A base material dominante cria as ideias dominantes, mas, contraditoriamente, também fertiliza as condições para que letras e melodia se articulem em coros dissonantes, ainda que marginais. A ação de classe que fertiliza o nascimento de organizações como o “Todos Pela Educação”, que, por sua vez, cria as condições concretas para a aprovação de projetos de reestruturação do Sistema Público de Ensino em “parcerias” com as secretarias estaduais de educação, ou mesmo a estranha redefinição dos marcos legais do “Plano Nacional de Educação”, ao mesmo tempo em que sugere uma espécie de consenso em torno dos princípios de classe burguesa, fomenta, entre os movimentos sociais, protestos, manifestações e ocupações de escolas, aquilo que Löwi (2014) define como centelha criativa.

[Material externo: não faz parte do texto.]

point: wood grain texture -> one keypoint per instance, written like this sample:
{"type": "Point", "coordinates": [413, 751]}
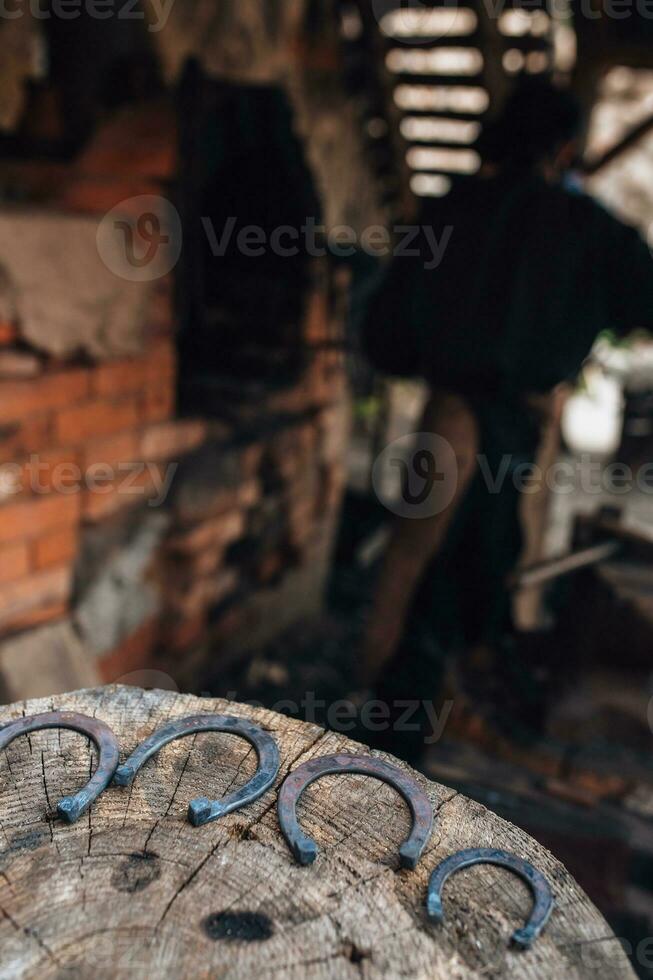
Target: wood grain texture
{"type": "Point", "coordinates": [133, 890]}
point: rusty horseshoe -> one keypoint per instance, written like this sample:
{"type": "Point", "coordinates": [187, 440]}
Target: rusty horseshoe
{"type": "Point", "coordinates": [524, 938]}
{"type": "Point", "coordinates": [70, 808]}
{"type": "Point", "coordinates": [305, 849]}
{"type": "Point", "coordinates": [203, 810]}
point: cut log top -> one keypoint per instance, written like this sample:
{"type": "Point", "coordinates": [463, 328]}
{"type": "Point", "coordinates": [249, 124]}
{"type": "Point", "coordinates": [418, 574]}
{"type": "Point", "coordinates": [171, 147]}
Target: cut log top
{"type": "Point", "coordinates": [134, 890]}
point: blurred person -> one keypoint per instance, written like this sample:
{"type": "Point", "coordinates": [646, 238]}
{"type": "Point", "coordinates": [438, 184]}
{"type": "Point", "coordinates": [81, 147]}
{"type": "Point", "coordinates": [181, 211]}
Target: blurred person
{"type": "Point", "coordinates": [533, 272]}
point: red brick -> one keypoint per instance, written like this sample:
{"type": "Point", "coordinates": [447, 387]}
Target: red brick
{"type": "Point", "coordinates": [118, 377]}
{"type": "Point", "coordinates": [126, 490]}
{"type": "Point", "coordinates": [56, 470]}
{"type": "Point", "coordinates": [14, 562]}
{"type": "Point", "coordinates": [22, 438]}
{"type": "Point", "coordinates": [26, 600]}
{"type": "Point", "coordinates": [98, 418]}
{"type": "Point", "coordinates": [215, 534]}
{"type": "Point", "coordinates": [51, 391]}
{"type": "Point", "coordinates": [8, 334]}
{"type": "Point", "coordinates": [159, 401]}
{"type": "Point", "coordinates": [203, 594]}
{"type": "Point", "coordinates": [182, 635]}
{"type": "Point", "coordinates": [35, 517]}
{"type": "Point", "coordinates": [56, 548]}
{"type": "Point", "coordinates": [123, 448]}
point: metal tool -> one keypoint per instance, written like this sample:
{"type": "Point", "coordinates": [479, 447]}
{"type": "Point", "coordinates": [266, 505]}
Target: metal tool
{"type": "Point", "coordinates": [70, 808]}
{"type": "Point", "coordinates": [534, 879]}
{"type": "Point", "coordinates": [597, 538]}
{"type": "Point", "coordinates": [203, 810]}
{"type": "Point", "coordinates": [305, 849]}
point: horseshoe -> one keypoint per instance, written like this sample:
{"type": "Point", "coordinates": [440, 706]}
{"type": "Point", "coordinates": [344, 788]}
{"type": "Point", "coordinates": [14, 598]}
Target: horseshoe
{"type": "Point", "coordinates": [524, 938]}
{"type": "Point", "coordinates": [305, 849]}
{"type": "Point", "coordinates": [203, 810]}
{"type": "Point", "coordinates": [71, 808]}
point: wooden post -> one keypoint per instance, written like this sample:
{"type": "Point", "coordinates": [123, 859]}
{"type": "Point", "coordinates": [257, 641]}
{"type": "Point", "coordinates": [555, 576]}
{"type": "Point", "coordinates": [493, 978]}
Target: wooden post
{"type": "Point", "coordinates": [133, 890]}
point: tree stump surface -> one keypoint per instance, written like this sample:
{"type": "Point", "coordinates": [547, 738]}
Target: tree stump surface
{"type": "Point", "coordinates": [133, 890]}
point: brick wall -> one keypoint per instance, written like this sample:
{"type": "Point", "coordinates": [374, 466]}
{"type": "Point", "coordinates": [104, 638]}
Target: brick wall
{"type": "Point", "coordinates": [131, 538]}
{"type": "Point", "coordinates": [247, 522]}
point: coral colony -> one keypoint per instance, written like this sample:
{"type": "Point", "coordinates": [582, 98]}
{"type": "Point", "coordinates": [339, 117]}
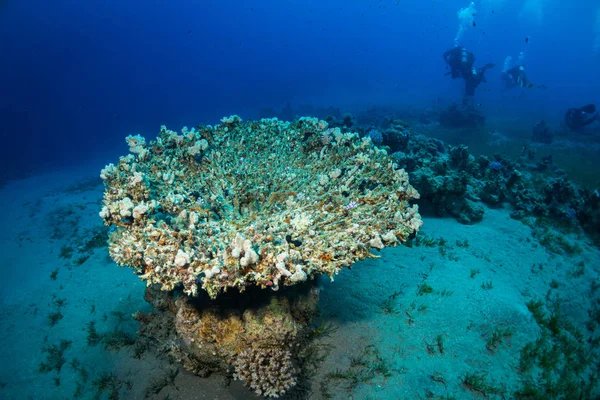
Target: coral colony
{"type": "Point", "coordinates": [237, 208]}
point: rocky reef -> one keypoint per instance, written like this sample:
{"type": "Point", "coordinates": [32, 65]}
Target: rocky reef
{"type": "Point", "coordinates": [214, 214]}
{"type": "Point", "coordinates": [453, 182]}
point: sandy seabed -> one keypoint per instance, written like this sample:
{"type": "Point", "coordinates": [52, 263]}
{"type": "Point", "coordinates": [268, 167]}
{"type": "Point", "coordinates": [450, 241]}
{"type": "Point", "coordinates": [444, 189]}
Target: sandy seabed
{"type": "Point", "coordinates": [410, 324]}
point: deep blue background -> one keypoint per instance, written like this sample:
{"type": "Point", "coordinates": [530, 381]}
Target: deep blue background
{"type": "Point", "coordinates": [77, 76]}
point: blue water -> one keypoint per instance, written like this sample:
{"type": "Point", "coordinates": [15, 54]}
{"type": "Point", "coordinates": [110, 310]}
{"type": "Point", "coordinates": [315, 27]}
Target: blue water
{"type": "Point", "coordinates": [77, 77]}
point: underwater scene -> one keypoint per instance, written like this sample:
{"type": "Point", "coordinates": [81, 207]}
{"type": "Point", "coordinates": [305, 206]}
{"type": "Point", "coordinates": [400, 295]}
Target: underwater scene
{"type": "Point", "coordinates": [372, 199]}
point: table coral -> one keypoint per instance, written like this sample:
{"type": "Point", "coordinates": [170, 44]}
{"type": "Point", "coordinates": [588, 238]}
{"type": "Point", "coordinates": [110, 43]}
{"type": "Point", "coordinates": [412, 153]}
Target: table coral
{"type": "Point", "coordinates": [265, 203]}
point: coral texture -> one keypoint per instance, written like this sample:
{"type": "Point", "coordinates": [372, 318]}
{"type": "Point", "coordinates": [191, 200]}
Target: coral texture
{"type": "Point", "coordinates": [256, 335]}
{"type": "Point", "coordinates": [264, 203]}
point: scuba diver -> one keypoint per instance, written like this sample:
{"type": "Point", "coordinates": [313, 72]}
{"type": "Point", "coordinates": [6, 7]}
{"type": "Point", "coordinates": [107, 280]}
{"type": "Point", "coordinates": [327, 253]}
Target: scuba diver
{"type": "Point", "coordinates": [516, 76]}
{"type": "Point", "coordinates": [460, 62]}
{"type": "Point", "coordinates": [578, 118]}
{"type": "Point", "coordinates": [474, 78]}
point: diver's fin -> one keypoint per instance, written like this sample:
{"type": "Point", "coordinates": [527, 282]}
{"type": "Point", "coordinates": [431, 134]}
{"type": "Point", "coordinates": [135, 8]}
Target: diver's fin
{"type": "Point", "coordinates": [588, 108]}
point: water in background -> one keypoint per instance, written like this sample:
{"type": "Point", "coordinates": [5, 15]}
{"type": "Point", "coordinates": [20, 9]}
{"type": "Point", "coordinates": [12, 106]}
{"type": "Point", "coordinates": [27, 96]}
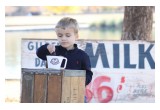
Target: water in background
{"type": "Point", "coordinates": [13, 45]}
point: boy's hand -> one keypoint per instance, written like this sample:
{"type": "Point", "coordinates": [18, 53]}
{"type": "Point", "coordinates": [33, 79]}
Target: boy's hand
{"type": "Point", "coordinates": [51, 48]}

O conluio dos representantes nacionais dos grandes grupos econômicos locais, ávidos por converter a experiência formativa brasileira em instrução mediada pelo princípio da submissão do trabalho ao capital, fomenta entre os estudantes o sentimento criativo, a contraordem e a insubordinação, consolidando uma ação coletiva de afirmação dos dois grandes princípios sociais e políticos: “{...} primeiro, o princípio republicano da educação - a educação é pública; segundo, o princípio democrático da educação - a educação é um direito” (CHAUÍ, 2016, p. 16).
Nesse sentido, pode-se afirmar que a contradição e o conflito continuam vivos e, a menos que produza um novo projeto societal, baseado em novas relações de produção, tende a permanecer. A despeito dos consensos de um tempo histórico que produzem organizações como a “Todos Pela Educação” e as Organizações Sociais em Goiás, a realidade vem confirmando que é a dinâmica mágica da produção da mercadoria que produz as ilusões, as visões parciais e, por assim dizer, toda a sorte de desentendimentos, inclusive o conflito fundamental. Não é a negação idealística das classes que elimina o conflito. Ele é inerente ao sistema produtivo, que guarda como segredo a divisão dos homens entre proprietários dos meios de produção e executores de tarefas.

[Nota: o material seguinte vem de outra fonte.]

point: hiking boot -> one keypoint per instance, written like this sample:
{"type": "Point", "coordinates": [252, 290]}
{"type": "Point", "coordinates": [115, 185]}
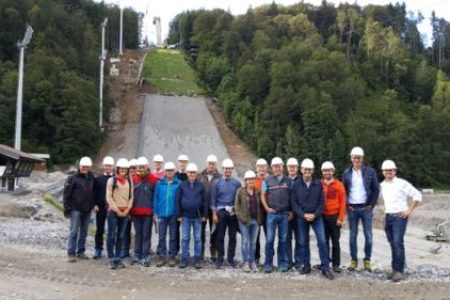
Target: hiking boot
{"type": "Point", "coordinates": [183, 264]}
{"type": "Point", "coordinates": [367, 265]}
{"type": "Point", "coordinates": [219, 263]}
{"type": "Point", "coordinates": [268, 269]}
{"type": "Point", "coordinates": [306, 269]}
{"type": "Point", "coordinates": [172, 262]}
{"type": "Point", "coordinates": [198, 263]}
{"type": "Point", "coordinates": [398, 276]}
{"type": "Point", "coordinates": [120, 264]}
{"type": "Point", "coordinates": [353, 265]}
{"type": "Point", "coordinates": [327, 274]}
{"type": "Point", "coordinates": [146, 262]}
{"type": "Point", "coordinates": [161, 262]}
{"type": "Point", "coordinates": [254, 267]}
{"type": "Point", "coordinates": [71, 259]}
{"type": "Point", "coordinates": [390, 275]}
{"type": "Point", "coordinates": [232, 264]}
{"type": "Point", "coordinates": [246, 268]}
{"type": "Point", "coordinates": [82, 256]}
{"type": "Point", "coordinates": [112, 264]}
{"type": "Point", "coordinates": [134, 260]}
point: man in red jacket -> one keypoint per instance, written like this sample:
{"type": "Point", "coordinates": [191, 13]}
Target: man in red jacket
{"type": "Point", "coordinates": [334, 212]}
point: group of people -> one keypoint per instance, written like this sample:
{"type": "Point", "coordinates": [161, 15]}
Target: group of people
{"type": "Point", "coordinates": [287, 203]}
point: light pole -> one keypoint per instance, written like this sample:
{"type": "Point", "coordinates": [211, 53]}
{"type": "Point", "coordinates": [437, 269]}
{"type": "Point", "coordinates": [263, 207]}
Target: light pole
{"type": "Point", "coordinates": [102, 65]}
{"type": "Point", "coordinates": [21, 45]}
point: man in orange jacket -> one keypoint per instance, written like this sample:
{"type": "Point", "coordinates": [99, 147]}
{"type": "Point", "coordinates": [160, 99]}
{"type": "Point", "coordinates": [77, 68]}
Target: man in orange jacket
{"type": "Point", "coordinates": [334, 212]}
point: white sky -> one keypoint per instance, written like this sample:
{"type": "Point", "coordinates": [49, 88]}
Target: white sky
{"type": "Point", "coordinates": [168, 9]}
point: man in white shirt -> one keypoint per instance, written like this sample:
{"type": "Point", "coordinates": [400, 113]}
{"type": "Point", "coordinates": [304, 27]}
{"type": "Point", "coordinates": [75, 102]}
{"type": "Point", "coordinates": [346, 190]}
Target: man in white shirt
{"type": "Point", "coordinates": [395, 192]}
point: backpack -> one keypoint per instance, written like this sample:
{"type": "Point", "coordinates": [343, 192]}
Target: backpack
{"type": "Point", "coordinates": [129, 185]}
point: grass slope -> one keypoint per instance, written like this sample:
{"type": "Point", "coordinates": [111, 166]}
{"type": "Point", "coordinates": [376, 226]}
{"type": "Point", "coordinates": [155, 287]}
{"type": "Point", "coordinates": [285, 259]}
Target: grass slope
{"type": "Point", "coordinates": [169, 73]}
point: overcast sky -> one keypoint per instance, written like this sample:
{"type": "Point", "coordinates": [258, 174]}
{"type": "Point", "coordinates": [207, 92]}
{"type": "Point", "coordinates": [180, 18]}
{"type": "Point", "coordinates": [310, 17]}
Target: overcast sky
{"type": "Point", "coordinates": [168, 9]}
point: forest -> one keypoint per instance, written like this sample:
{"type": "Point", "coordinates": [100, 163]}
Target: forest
{"type": "Point", "coordinates": [314, 81]}
{"type": "Point", "coordinates": [60, 109]}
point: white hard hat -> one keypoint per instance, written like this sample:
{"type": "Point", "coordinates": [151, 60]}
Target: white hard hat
{"type": "Point", "coordinates": [169, 166]}
{"type": "Point", "coordinates": [249, 174]}
{"type": "Point", "coordinates": [108, 161]}
{"type": "Point", "coordinates": [158, 158]}
{"type": "Point", "coordinates": [327, 165]}
{"type": "Point", "coordinates": [211, 158]}
{"type": "Point", "coordinates": [227, 163]}
{"type": "Point", "coordinates": [85, 162]}
{"type": "Point", "coordinates": [191, 167]}
{"type": "Point", "coordinates": [276, 161]}
{"type": "Point", "coordinates": [307, 163]}
{"type": "Point", "coordinates": [123, 163]}
{"type": "Point", "coordinates": [292, 162]}
{"type": "Point", "coordinates": [388, 165]}
{"type": "Point", "coordinates": [357, 151]}
{"type": "Point", "coordinates": [142, 161]}
{"type": "Point", "coordinates": [261, 162]}
{"type": "Point", "coordinates": [183, 157]}
{"type": "Point", "coordinates": [133, 162]}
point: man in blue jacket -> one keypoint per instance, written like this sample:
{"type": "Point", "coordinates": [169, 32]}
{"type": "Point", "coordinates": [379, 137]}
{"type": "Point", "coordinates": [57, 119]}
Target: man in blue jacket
{"type": "Point", "coordinates": [223, 196]}
{"type": "Point", "coordinates": [191, 211]}
{"type": "Point", "coordinates": [362, 187]}
{"type": "Point", "coordinates": [164, 213]}
{"type": "Point", "coordinates": [307, 201]}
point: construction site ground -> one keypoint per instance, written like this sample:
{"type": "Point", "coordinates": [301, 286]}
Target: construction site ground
{"type": "Point", "coordinates": [33, 234]}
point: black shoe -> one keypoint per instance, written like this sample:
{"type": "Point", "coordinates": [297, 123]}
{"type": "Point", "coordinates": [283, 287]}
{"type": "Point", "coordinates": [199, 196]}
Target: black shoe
{"type": "Point", "coordinates": [327, 274]}
{"type": "Point", "coordinates": [306, 269]}
{"type": "Point", "coordinates": [219, 263]}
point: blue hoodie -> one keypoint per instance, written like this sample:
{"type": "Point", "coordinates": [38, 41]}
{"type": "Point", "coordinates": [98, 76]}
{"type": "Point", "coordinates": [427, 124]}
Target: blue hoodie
{"type": "Point", "coordinates": [164, 197]}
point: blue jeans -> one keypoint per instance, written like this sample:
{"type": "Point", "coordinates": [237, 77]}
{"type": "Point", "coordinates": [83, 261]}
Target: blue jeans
{"type": "Point", "coordinates": [366, 216]}
{"type": "Point", "coordinates": [395, 228]}
{"type": "Point", "coordinates": [303, 227]}
{"type": "Point", "coordinates": [249, 233]}
{"type": "Point", "coordinates": [274, 220]}
{"type": "Point", "coordinates": [79, 223]}
{"type": "Point", "coordinates": [164, 224]}
{"type": "Point", "coordinates": [186, 225]}
{"type": "Point", "coordinates": [116, 234]}
{"type": "Point", "coordinates": [143, 235]}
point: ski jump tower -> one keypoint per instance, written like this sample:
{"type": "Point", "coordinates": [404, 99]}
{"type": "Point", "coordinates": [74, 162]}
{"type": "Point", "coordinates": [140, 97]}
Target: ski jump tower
{"type": "Point", "coordinates": [157, 23]}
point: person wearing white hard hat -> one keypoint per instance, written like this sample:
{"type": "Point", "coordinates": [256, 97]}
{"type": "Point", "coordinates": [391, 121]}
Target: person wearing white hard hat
{"type": "Point", "coordinates": [395, 192]}
{"type": "Point", "coordinates": [158, 163]}
{"type": "Point", "coordinates": [249, 214]}
{"type": "Point", "coordinates": [142, 211]}
{"type": "Point", "coordinates": [275, 197]}
{"type": "Point", "coordinates": [78, 198]}
{"type": "Point", "coordinates": [191, 211]}
{"type": "Point", "coordinates": [208, 177]}
{"type": "Point", "coordinates": [223, 195]}
{"type": "Point", "coordinates": [292, 170]}
{"type": "Point", "coordinates": [362, 188]}
{"type": "Point", "coordinates": [101, 207]}
{"type": "Point", "coordinates": [164, 213]}
{"type": "Point", "coordinates": [334, 211]}
{"type": "Point", "coordinates": [307, 201]}
{"type": "Point", "coordinates": [261, 174]}
{"type": "Point", "coordinates": [119, 196]}
{"type": "Point", "coordinates": [183, 160]}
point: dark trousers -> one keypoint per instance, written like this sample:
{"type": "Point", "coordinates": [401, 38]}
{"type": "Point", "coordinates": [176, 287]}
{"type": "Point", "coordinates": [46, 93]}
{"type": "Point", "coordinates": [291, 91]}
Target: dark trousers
{"type": "Point", "coordinates": [143, 237]}
{"type": "Point", "coordinates": [332, 234]}
{"type": "Point", "coordinates": [100, 220]}
{"type": "Point", "coordinates": [395, 228]}
{"type": "Point", "coordinates": [230, 222]}
{"type": "Point", "coordinates": [213, 235]}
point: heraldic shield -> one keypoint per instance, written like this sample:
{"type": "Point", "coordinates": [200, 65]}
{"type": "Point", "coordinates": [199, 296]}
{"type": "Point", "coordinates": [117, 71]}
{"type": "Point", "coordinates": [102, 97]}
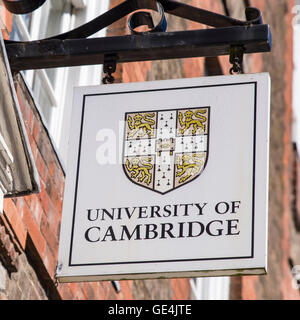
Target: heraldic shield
{"type": "Point", "coordinates": [166, 149]}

As ocupações das escolas públicas por alunos e professores contrários às parcerias de gestão entre governo e Organizações Sociais, processo em curso em Goiás e nascido como produto de mais um capítulo do conflito entre capital e trabalho, é a confirmação e a atualização dos sujeitos políticos. Deve ser compreendido como um potencial inovador, raio em manhã de sol, que, por meio da insurgência cidadã contra a ideia de sociedade civil “virtuosa” e da transição negociada que formatou o consenso administrado por cooptação desde meados dos anos 1985, vem revelando a contradição da democracia brasileira e tornando patente o fosso entre o sistema político e a sociedade.
Sendo assim, mesmo no calor dos fatos ainda por se desenrolar, é importante esboçar tendências e alguns achados que o atual momento da luta social pelo direito à escola já anunciam. O debate sobre o papel das Organizações Sociais na educação talvez seja aquele de maior relevância na política de privatização dos bens públicos nas últimas décadas no Brasil. Refletir sobre esse fenômeno social é importante não só pelos impactos que produz em matrizes pedagógicas, mas fundamentalmente, porque se trata de um particular histórico que expressa a materialização de importantes tendências silenciosas de privatização do público, nascidas nos anos 1990 e, aparentemente, mesmo que do ponto de vista hegemônico, irreversíveis.